北朝鮮の金正恩朝鮮労働党委員長が、昨年末の党中央委員会総会で演説し、これまで控えてきた核実験や大陸間弾道ミサイル(ICBM)発射実験の再開を示唆した。
トランプ米大統領との中止の約束を破棄するとちらつかせ、制裁解除の譲歩を得るねらいがあるとしたら、無駄な駆け引きというほかない。
金氏が取り組むべきは、核などの大量破壊兵器とすべての弾道ミサイルの速やかな放棄の決定と実行だ。核実験やICBMなどミサイル発射実験は破滅への道だと知るべきだ。
金氏は演説で、米韓合同軍事演習や制裁を理由に「これ以上、一方的に公約に縛られる根拠はなくなった」と述べた。
その上で「世界は遠からず、わが国が保有することになる新たな戦略兵器を目撃するだろう」と威嚇した。「強力な核抑止力の動員体制は恒常的に維持する。核抑止力強化の幅と深さは米国の今後の立場によって調整される」とも述べた。
対米交渉で認めるのは核・ミサイルの「幅と深さ」にすぎず、全面放棄のつもりなどないということだ。これでは制裁を解除することは到底できない。
ポンペオ米国務長官が「米国は大規模な軍事演習中止の約束を守っている」と述べ、北朝鮮こそ非核化などの約束を守るべきだと求めたのは当然である。

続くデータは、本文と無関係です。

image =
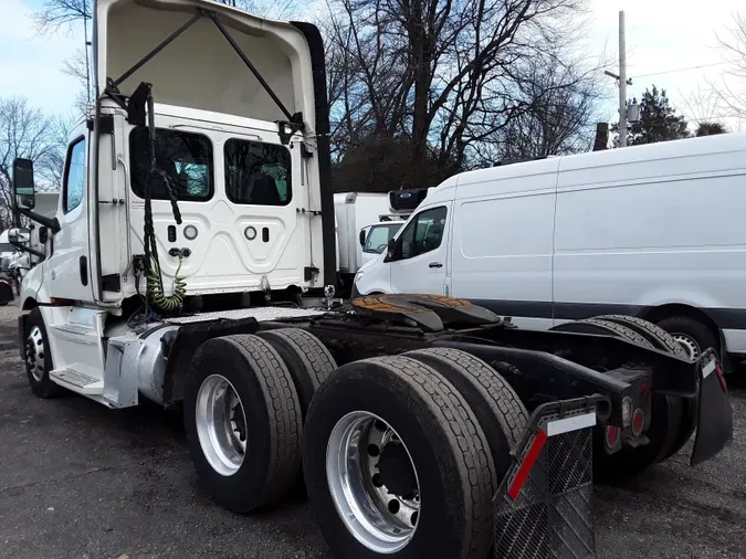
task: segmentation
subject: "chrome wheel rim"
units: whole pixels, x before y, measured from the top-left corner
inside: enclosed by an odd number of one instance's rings
[[[339,517],[360,544],[395,553],[411,541],[420,516],[417,468],[404,442],[378,415],[356,411],[337,422],[326,477]]]
[[[700,344],[697,344],[696,340],[691,336],[687,336],[686,334],[672,334],[671,336],[673,336],[673,339],[675,339],[676,342],[682,348],[684,348],[684,351],[686,351],[686,357],[689,357],[692,361],[694,361],[702,354]]]
[[[197,393],[197,436],[202,454],[220,475],[235,474],[246,454],[246,414],[233,384],[220,375]]]
[[[25,339],[25,365],[36,382],[41,382],[44,378],[45,357],[44,335],[39,326],[34,326]]]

核・ミサイル保有に金氏がこだわるのは、放棄すれば各国から圧力が強まり、体制が維持できないと考えているからだろう。金氏は中央委総会で「わが人民が豊かに暮らすため、党は再び苦しく長い闘争を決心した」と述べたが、大きな矛盾をはらんでいる。
独裁体制維持のための核武装路線が、北朝鮮経済と国民の生活を塗炭の苦しみに陥れている。

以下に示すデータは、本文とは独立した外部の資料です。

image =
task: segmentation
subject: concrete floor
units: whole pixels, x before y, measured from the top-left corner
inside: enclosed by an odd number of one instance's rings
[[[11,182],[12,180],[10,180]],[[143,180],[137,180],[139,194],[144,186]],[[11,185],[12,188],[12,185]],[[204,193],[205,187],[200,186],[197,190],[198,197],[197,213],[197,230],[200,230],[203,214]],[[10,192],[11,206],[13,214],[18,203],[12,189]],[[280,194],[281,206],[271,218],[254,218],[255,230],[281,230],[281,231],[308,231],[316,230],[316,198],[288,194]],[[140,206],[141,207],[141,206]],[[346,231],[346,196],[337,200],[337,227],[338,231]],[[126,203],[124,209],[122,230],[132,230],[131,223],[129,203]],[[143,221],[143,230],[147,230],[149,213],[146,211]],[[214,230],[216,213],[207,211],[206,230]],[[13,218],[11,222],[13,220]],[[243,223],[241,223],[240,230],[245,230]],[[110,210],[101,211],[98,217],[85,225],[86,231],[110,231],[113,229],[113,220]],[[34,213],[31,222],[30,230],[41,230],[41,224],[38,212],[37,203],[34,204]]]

北朝鮮の核・ミサイルは日本を含む世界の人々にとって現実の脅威である。完全な放棄が確認されるまで制裁緩和はあってはならない。新たな外貨を得た金氏は核・ミサイル戦力の強化につぎ込むからである。
演説を受けて、トランプ氏は金氏について「約束を守る男だと思う」と語ったが、甘い顔をするのはもうやめるべきだ。
北朝鮮の真の非核化の実現には経済、軍事両面で「最大限の圧力」路線に戻るしかない。